この夏時間対応を考えられてない組み込み系機器は実はもっと広範囲にあります。例えば炊飯器は時間を指定して予約炊飯する機能がありますが、ぱっと見た限り夏時間のスイッチをいれて時間を早めるとか遅くするという機能がありません。こういった時計をもつ機器は膨大で、家庭内でもエアコン、トイレ・シャワー、ビデオレコーダー、などなどいろいろあります。社会で使われている機器で、自動改札機とか自動販売機などなどいろいろなアプライアンスが時刻をデータとして扱っていそうですがその対応の必要度や困難さは見積もりも困難かもしれません。
このあたり、夏時間が先にあって、家電の情報化があとから進んだ欧米とは大きく条件が異なります。
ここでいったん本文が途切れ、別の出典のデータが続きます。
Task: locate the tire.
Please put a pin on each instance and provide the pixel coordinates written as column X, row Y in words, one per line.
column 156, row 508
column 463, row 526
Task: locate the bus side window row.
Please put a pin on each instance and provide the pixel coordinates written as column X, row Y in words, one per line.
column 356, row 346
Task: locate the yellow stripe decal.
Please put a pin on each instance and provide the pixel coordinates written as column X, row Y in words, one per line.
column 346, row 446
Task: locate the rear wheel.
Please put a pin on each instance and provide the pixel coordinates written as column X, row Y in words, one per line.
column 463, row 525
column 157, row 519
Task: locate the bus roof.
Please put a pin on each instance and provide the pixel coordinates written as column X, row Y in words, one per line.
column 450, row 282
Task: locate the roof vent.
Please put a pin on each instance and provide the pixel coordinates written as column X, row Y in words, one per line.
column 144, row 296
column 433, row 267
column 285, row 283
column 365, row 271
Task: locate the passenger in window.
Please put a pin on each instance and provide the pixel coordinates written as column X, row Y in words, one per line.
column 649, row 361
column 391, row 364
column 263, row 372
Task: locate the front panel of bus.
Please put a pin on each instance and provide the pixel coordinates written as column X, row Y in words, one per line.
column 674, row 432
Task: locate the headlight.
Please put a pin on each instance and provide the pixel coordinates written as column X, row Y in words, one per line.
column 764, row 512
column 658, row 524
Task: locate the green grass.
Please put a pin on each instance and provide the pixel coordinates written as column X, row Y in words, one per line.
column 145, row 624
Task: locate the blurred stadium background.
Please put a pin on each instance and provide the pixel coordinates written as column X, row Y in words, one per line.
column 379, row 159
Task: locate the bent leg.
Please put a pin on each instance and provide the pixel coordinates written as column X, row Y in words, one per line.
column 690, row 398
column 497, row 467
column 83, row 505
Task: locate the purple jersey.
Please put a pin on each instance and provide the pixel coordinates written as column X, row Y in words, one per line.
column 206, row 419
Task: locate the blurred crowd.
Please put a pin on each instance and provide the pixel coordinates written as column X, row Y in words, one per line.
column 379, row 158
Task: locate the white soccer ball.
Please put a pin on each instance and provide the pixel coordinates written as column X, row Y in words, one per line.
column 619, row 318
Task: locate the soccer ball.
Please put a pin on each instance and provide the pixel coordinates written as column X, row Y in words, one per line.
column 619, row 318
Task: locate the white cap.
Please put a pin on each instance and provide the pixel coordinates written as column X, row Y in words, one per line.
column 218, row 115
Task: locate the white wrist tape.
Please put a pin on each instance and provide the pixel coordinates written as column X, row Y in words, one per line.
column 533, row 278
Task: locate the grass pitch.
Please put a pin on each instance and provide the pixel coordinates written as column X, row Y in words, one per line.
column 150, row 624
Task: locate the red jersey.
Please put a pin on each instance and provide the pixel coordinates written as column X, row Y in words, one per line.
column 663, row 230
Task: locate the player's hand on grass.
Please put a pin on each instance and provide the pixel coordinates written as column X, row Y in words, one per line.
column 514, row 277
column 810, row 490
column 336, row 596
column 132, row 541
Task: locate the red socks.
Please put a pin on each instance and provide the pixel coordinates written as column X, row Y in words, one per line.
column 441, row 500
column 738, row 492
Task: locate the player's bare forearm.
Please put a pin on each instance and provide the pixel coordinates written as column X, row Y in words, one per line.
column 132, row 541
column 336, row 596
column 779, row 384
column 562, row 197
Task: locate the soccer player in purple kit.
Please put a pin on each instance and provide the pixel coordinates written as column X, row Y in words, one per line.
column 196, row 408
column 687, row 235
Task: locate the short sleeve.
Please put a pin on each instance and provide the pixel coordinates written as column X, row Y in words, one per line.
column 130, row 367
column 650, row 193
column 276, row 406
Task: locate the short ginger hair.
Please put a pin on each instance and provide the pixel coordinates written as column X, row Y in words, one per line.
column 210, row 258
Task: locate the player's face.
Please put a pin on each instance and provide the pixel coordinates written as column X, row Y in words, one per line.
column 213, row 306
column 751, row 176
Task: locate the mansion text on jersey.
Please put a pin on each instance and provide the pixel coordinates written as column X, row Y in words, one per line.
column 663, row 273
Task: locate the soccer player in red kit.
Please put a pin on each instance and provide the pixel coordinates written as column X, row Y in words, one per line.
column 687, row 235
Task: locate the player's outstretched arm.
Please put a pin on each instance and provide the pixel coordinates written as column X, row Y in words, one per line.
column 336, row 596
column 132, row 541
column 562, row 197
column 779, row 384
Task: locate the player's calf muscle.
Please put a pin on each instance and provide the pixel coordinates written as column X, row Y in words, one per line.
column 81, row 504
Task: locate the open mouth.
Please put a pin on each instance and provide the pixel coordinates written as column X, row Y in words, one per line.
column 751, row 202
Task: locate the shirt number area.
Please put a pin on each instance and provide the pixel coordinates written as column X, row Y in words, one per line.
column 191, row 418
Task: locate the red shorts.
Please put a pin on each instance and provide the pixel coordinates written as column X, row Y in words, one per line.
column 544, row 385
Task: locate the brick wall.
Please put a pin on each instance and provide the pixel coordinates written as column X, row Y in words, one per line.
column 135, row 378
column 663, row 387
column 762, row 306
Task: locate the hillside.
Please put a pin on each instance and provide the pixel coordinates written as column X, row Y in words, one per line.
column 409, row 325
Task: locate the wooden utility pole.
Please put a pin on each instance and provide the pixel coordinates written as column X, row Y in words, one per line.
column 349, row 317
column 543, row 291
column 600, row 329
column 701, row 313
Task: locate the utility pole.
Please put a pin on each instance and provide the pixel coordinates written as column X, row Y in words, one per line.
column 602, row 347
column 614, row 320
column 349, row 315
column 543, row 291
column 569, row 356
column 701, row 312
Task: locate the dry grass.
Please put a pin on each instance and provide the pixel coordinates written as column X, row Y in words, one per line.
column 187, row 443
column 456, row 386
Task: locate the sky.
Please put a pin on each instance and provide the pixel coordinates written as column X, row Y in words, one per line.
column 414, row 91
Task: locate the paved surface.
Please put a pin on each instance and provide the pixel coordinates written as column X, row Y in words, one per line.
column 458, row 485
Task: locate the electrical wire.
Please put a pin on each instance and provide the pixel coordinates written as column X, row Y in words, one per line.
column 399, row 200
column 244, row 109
2020年だと性急すぎるからもう少し周知期間をおいておけば恒久的な夏時間制度導入も可能だろう、そんな意見を目にするのですが、夏時間という習慣がなく機器も対応していない中、準備が進むには、システム更新ができないアプライアンスが入れ替わるまでの10年、20年といった時間が望ましいのかもしれません。そしてそこまで時間をかけて準備する夏時間が有意義であるのか?という別の問題も残ります。
もちろん弊害に目をつむりコストをかければ、日本での夏時間対応は不可能ではないでしょう。ただ、1940年代とかの古くからやっている制度を21世紀の日本で今から始める困難さとコストがどれほどのものなのか?偉い人は現場の問題を理解しようとしていないのではないか?そう思わされます。